Peut-être aussi pour toi. Tu ne vaux pas mieux que César.

CURIUS, furetant toujours.

Il n’y a rien vraiment, des lettres anonymes, des bavardages, la crainte vague de Rome. Oh !… (à part.) Discours contre Catilina. — Ceci nous regarde. « Jusqu’à quand Catilina… »

(Il prend le papyrus et le met dans sa toge sans être aperçu.)
TERENTIA.

Eh bien ! Servilie, es-tu rassurée ?

CURIUS, à part.

C’était son improvisation pour le soir, Catilina sera content.

TERENTIA.

Je voudrais être aussi tranquille sur ton compte que Servilie peut l’être sur celui de César ! mais je te vois si pâle, si préoccupé, si différent avec moi ! À en croire la rumeur publique, tu es bien coupable, Curius. Citoyen rebelle et amant parjure ! Passe encore pour la république, cela regarde Tullius, mais…

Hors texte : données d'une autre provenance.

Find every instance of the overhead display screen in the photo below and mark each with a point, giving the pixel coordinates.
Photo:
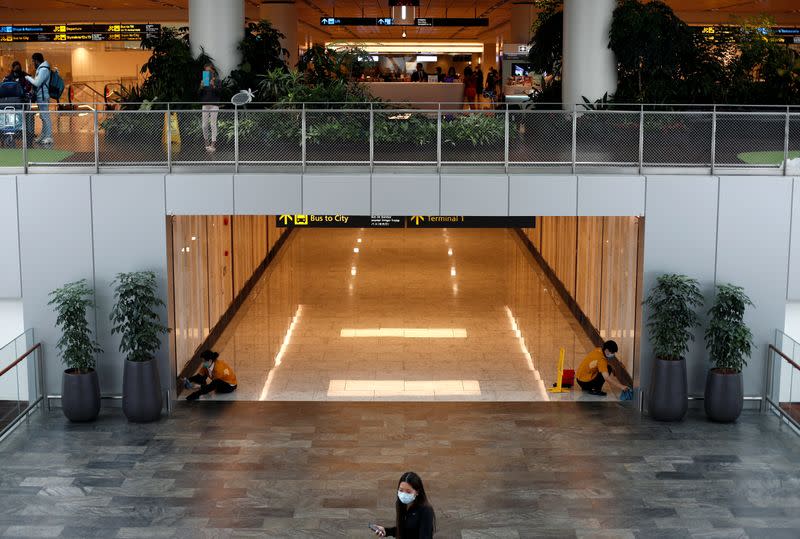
(78, 32)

CICÉRON, avançant la tête.

L’infâme !

CURIUS.

Pure calomnie ! (À part.) Il faut que j’aille rassurer Catilina chez Vargunteius.

Je te reconduis jusqu’à ton appartement, ma douce âme ; demain je te reviendrai libre de soucis, tout entier à l’amour…

TERENTIA.

Sortons de cette officine de plaidoiries, nous n’avons plus rien à faire ici.

CURIUS, la prenant familièrement.

Oui, sortons.

(Sortie.)

Scène X.


CICÉRON, seul, effaré.

Ô malheur, plus de doute ! me voilà donc forcé de relever ma honte, ou de sacrifier la république ! Affreuse alternative ! Brutus ! Brutus ! tu as immolé tes enfans à la république ! moi, je lui immole l’honneur de ma maison ! Il faut tout dire : plus d’époux, plus d’épouse, il n’y a que le consul ici. On répudie sa femme ! on ne répudie jamais la patrie. Fulvie avait dit vrai ; oui, demain, Curius, tu reviendras libre de soucis ! tout entier à l’amour ! Dès demain, tu n’auras plus d’obstacles, plus de consul ! le crime sera consommé. Pas encore, Curius… pas encore… Les paroles ne suffisent plus maintenant, il faut des armes, la toge garantit mal ! Esclave ! esclave !

(L’Esclave paraît.)

Apporte-moi ma cuirasse… mais il m’a dérobé mon discours ! Vite, vite, ma cuirasse !

(L’Esclave apporte la cuirasse, et aide Cicéron à la placer sous sa toge.)
CICÉRON.

Ne perdons pas de temps, l’heure d’aller au sénat avance ; que ce vêtement de fer me gêne !… Quand ils verront au sénat que Tullius a pris la cuirasse, ils comprendront bien que Catilina a pris le poignard.


Scène XI.

Intérieur du sénat.


Groupe de Sénateurs, FABIUS SANGA, questeur.
FABIUS SANGA.

Pères conscripts, les Allobroges, mes cliens, attendent toujours votre décision relativement à leurs dettes.

CATON.

Il s’agit bien de pareilles misères. Rome et l’Italie avant tout. L’on m’écrit, de Fesules, que Manlius tient la campagne à la tête d’une multitude armée. Les esclaves remuent à Capoue et en Apulie. Ici, ce n’est que trouble et confusion par toute la ville. On entend de près et de loin gronder l’orage. Chacun craint pour sa tête : les hommes sont pâles comme à l’approche d’Annibal ; les femmes, répandues dans les temples, demandent aux dieux d’éloigner des maux qu’elles ne connaissent pas : la peur est aujourd’hui la seule divinité de Rome. On va, on vient, on se heurte dans l’ombre, on ne distingue ni amis ni ennemis, on ne sait à qui se fier, à quoi s’en tenir ; état affreux qui n’est ni la paix, ni la guerre.

PUBLIUS.

Et moi, grand prêtre de Jupiter, que vous dirai-je ? les spectres désertent les tombeaux, les statues tremblent sur leurs piédestaux. Phébé s’est levée hier toute sanglante, et les poulets sacrés refusent toute nourriture. Malheur à nous !

CATON.

Et que fait Tullius maintenant ?

MARCIUS.

Je ne l’attendrai pas pour vous lire une lettre du conjuré Manlius, plus franche et plus claire que tout ce qu’on peut dire… (Il lit.) « Les dieux et les hommes nous sont témoins que nous n’avons pas pris les armes contre la patrie, ni pour attenter à la vie des autres, mais pour défendre la nôtre.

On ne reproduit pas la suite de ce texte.